Environmental Parameters

Elevation (m asl) was found to be statistically different between study locations (Kruskal–Wallis, 2 = 34.00, P = <0.05, df = 2). Median elevation was found to be greater in Minjingu with a median elevation 1005 m compared to 986 m in Kwakuchinja and 998 m in Lokisale GCA. Distance to the nearest permanent water body was also found to be different between locations (2 =63.12, P =<0.05, df = 2) with the median distance varying from 11.76 Km in Kwakuchinja to 7.08 km in Minjingu, and 2.79 km in Lokisale. Vegetation also differed between the three study locations. Canopy cover was significantly different between sites (Kruskal–Wallis, 2 = 18.76, P = <0.05, df = 2) with Minjingu having significantly less coverage compared to Kwakuchinja and Lokisale GCA (Figure 2). There was no significant difference in the amount of ground cover between study locations.

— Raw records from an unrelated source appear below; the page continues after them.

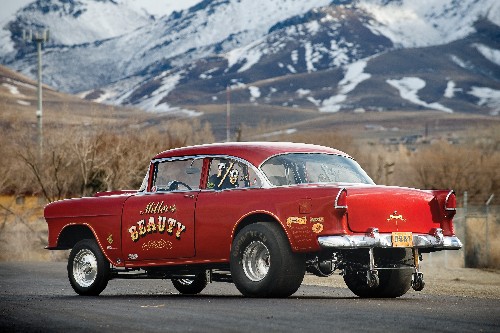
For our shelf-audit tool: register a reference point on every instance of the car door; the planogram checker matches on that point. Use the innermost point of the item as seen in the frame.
(159, 223)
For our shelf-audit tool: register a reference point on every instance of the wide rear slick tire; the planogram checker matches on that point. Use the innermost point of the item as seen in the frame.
(263, 264)
(88, 269)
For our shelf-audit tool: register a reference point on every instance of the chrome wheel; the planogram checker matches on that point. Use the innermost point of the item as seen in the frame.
(256, 261)
(85, 268)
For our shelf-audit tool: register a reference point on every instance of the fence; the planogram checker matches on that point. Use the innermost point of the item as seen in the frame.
(478, 227)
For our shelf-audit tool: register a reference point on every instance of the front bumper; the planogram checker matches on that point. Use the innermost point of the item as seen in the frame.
(373, 238)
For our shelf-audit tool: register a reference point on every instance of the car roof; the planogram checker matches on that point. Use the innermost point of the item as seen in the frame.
(254, 152)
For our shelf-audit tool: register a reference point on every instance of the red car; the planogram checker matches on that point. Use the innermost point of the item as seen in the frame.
(259, 215)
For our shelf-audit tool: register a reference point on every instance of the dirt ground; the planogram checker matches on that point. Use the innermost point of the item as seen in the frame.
(443, 275)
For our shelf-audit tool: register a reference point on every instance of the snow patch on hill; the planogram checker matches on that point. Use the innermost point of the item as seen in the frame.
(410, 23)
(408, 89)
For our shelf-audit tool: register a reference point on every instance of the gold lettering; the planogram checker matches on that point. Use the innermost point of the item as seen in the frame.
(161, 224)
(151, 227)
(133, 233)
(142, 228)
(180, 228)
(171, 224)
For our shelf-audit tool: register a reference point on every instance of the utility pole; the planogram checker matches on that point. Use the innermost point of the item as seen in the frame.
(39, 37)
(228, 113)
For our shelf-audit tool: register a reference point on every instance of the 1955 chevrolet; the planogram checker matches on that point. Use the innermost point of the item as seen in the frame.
(259, 215)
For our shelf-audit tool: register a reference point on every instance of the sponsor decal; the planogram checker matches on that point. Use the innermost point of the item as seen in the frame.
(395, 218)
(295, 220)
(157, 244)
(317, 228)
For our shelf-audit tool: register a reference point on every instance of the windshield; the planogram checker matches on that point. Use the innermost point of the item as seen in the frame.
(298, 168)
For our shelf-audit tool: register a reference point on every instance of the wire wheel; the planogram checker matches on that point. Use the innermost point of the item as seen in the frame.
(85, 268)
(88, 269)
(256, 261)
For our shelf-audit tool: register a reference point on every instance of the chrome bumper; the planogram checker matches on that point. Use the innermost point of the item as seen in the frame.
(375, 239)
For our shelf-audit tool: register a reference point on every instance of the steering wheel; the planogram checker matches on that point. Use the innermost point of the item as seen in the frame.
(174, 185)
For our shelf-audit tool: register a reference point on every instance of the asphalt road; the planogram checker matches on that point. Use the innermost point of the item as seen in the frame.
(36, 297)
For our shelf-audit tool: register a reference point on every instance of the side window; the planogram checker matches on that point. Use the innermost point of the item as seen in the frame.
(178, 175)
(228, 173)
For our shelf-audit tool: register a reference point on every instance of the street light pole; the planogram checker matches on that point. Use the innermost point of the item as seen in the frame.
(39, 38)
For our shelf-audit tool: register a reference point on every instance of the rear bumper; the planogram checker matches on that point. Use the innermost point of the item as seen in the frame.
(436, 240)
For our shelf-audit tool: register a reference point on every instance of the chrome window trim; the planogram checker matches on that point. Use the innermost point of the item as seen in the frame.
(172, 159)
(263, 180)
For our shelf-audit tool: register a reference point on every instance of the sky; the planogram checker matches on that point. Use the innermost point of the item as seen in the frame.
(155, 7)
(9, 7)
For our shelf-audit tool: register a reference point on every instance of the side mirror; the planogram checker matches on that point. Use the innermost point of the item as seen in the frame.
(192, 171)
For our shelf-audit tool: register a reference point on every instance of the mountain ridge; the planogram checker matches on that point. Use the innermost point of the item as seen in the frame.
(328, 56)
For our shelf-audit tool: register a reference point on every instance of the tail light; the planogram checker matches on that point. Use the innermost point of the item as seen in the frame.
(450, 204)
(341, 199)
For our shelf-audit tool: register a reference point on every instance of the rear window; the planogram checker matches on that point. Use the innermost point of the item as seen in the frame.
(300, 168)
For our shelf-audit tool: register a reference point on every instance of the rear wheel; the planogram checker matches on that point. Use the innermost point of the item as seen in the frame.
(392, 282)
(88, 269)
(263, 264)
(191, 286)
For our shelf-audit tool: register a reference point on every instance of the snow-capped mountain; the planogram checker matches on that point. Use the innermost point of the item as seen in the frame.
(320, 54)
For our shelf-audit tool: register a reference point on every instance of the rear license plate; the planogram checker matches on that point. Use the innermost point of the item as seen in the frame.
(402, 239)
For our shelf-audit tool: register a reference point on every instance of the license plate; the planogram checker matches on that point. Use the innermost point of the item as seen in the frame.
(402, 239)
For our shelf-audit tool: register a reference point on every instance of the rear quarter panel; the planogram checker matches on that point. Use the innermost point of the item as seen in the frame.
(102, 215)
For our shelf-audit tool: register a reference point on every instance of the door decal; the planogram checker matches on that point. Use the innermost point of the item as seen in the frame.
(157, 224)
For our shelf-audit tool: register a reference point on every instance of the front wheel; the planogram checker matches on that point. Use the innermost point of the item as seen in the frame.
(88, 269)
(191, 286)
(263, 264)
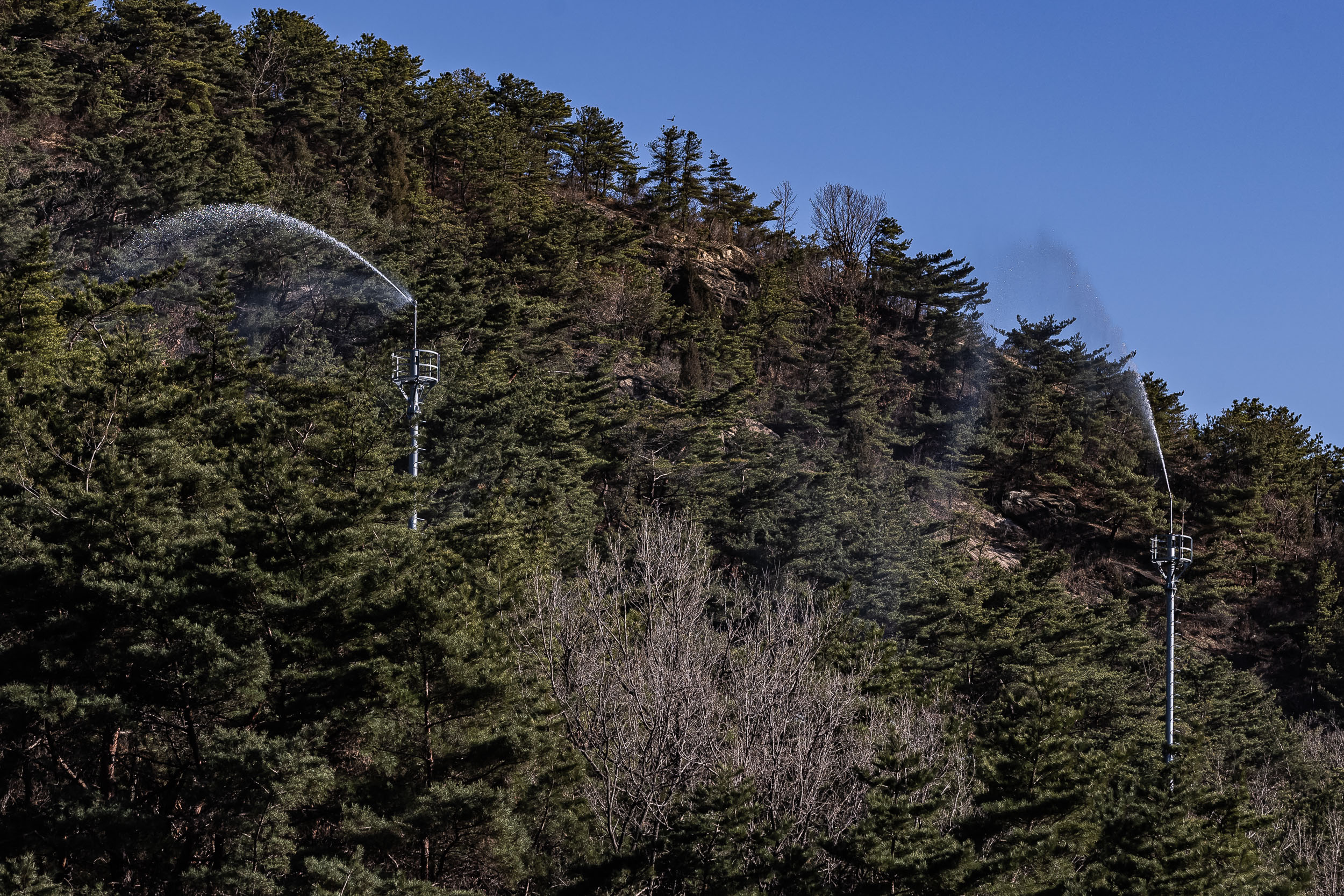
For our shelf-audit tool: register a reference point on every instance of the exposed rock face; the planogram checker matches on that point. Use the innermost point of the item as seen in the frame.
(705, 277)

Variation in Dung Beetle Assemblages Between Land Use Type

Species Richness and Diversity

A total of 1371 individual of 45 species and morphospecies belonging to 8 tribes (Onthophagini, Canthonini, Coprini, Sisyphini, Scarabaeini, Gymnopleurini, Oniti, Oniticellini) were recorded over the study period of 24 trapping days. The number of individuals collected in the three environments differed significantly (one-way ANOVA, F = 4.7, d.f = 69, p < 0.01). The Kwakuchinja site had the greatest abundance of beetles with 608 individuals representing 44.4% of the total followed by; Lolkisale GCA with 509 individuals (37.1%) and the Minjingu site 254 individuals (18.5%).

Species richness also differed by land use type, with Lolkisale GCA the most speciose with 21 species (44.6%) followed by Kwakuchinja (17; 36.17%) and Minjingu village (12; 25.53%) (Table 1). The most abundant species overall were, Onthophagus sp. 14, Onthophagus sp. 2, Digitonthophagus gazella, Sisyphus sp 1, and Caccobius sp 1 with 283 (20.6%), 214 (15.6%), 133 (9.7%) and the two latter ones with 118 (8.6%) and 57 (4.15%) individuals each. These five species accounted for 63% of all individuals collected, demonstrating that all sites were dominated by a few abundant species and fit a geometric series distribution.The protected area at Lolkisale GCA was the only site to reach an asymptote of species richness (Figure 3). Using Chao 1 as a population estimator it was calculated that 85.7% of the true species richness was collected across all three sites (Table 1).

Table 1.

Species Richness and Diversity Indices for each land use type, Lokisale Game Controlled Area (GCA), Kwakuchinja (KWA) and Minjingu (MIN).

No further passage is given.